A federal judge has blocked a new Illinois law that allows the state to penalize anti-abortion counseling centers if they use deception to interfere with patients seeking the procedure.
A federal judge has blocked a new Illinois law that allows the state to penalize anti-abortion counseling centers if they use deception to interfere with patients seeking the procedure.
I understand the technicalities.
I am simply pointing out that a preliminary injunction is not issued by routine in cases like this. Therefore, it is newsworthy rather than “clickbait”.
Furthermore, it strongly indicates how the case will ultimately be decided. So if you agree with the injunction, then you should agree with the plaintiffs in this case. If you disagree with the plaintiffs, then you have good reason to disagree with the injunction. Therefore, some people are rightfully very concerned about this news.
That is all. I am not interested in arguing the merits, either.
The article is clickbaity by being vague, not because the subject is not newsworthy.
And a preliminary injunction is routine if strict scrutiny should be applied. I agree that it probably should be applied based on the general characteristics of the law, and yeah the law will probably fall short of that standard and as such it ought to be struck down, but that does not in any way imply that I agree with the plaintiffs speech.
I didn’t say you agreed with the plaintiff’s speech, I said you agreed with the plaintiffs. Namely, that the law should be struck down.
By arguing that the law ought to be struck down, you are arguing the merits despite your protest earlier. In which case, there are plenty of restrictions on commercial speech that are in keeping with the First Amendment. For example, Elon Musk was sanctioned because of his speech regarding Tesla stock.
The First Amendment is not some get-out-of-jail card that allows commercial entities to say whatever they want, particularly if they are being deceptive. And strict scrutiny does not apply to commercial speech. That’s why there is an entire federal agency, the FTC, whose mission includes regulation of commercial speech.
If you think these plaintiffs should be allowed to deceive potential clients because of the 1st Amendment that’s your prerogative, but plenty of legal scholars - and historical precedent - argue otherwise
I’m saying it probably falls short of the standard and if so it ought to be struck down. If you can’t accept that I’m being sincere when I say that’s my whole fucking point, then I don’t know what else to say.
I don’t doubt your sincerity. But I think your legal analysis is wrong.

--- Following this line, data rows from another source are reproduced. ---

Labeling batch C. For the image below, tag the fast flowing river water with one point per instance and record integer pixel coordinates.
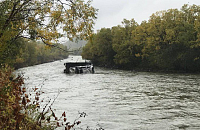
(120, 100)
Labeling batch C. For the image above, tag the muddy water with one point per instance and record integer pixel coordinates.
(120, 100)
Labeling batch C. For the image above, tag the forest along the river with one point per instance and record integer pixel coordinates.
(117, 99)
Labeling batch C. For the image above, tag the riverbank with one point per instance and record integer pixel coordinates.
(118, 99)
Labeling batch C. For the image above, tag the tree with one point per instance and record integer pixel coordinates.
(45, 20)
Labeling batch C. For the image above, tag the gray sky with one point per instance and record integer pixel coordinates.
(112, 12)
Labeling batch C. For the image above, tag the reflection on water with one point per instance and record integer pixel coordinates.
(121, 100)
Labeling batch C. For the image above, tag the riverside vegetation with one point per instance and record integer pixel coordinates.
(168, 41)
(24, 26)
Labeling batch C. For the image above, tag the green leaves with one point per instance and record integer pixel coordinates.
(170, 40)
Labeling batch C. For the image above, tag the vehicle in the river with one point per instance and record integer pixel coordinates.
(79, 67)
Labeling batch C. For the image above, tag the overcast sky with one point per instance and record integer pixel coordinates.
(112, 12)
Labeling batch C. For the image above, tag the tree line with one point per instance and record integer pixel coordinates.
(169, 41)
(26, 53)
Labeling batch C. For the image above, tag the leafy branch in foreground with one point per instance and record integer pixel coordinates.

The correct standard here is not strict scrutiny, it is intermediate scrutiny. This is a much more permissive standard that applies to all commercial speech. And it allows restrictions on what one can say, in order to prevent deceptive practices like those I described.
The Supreme Court described their approach to commercial speech in 1980 (my emphasis):
The Illinois law bans deceptive speech by certain companies trying to gain clients, and therefore it does not violate the First Amendment.
Actually, it’s your legal analysis that is wrong. Because your analysis begs the very question that the court is trying to answer: is their speech protected?
The answer is right in the quote by the Supreme Court. Commercial speech is not protected if it’s misleading. So by definition, a law that bans deceptive speech is constitutional.
In the case of these plaintiffs, maybe their speech is deceptive and maybe it isn’t. That’s up to a jury to determine. But either way, the law stands.
In other words, it’s entirely possible that their speech is not deceptive but someone else’s is deceptive. The law would only apply to the latter.
You’re assuming facts that have yet to be adjudicated.
If the relevant facts are yet to be adjudicated, then there was no basis for an injunction against this law.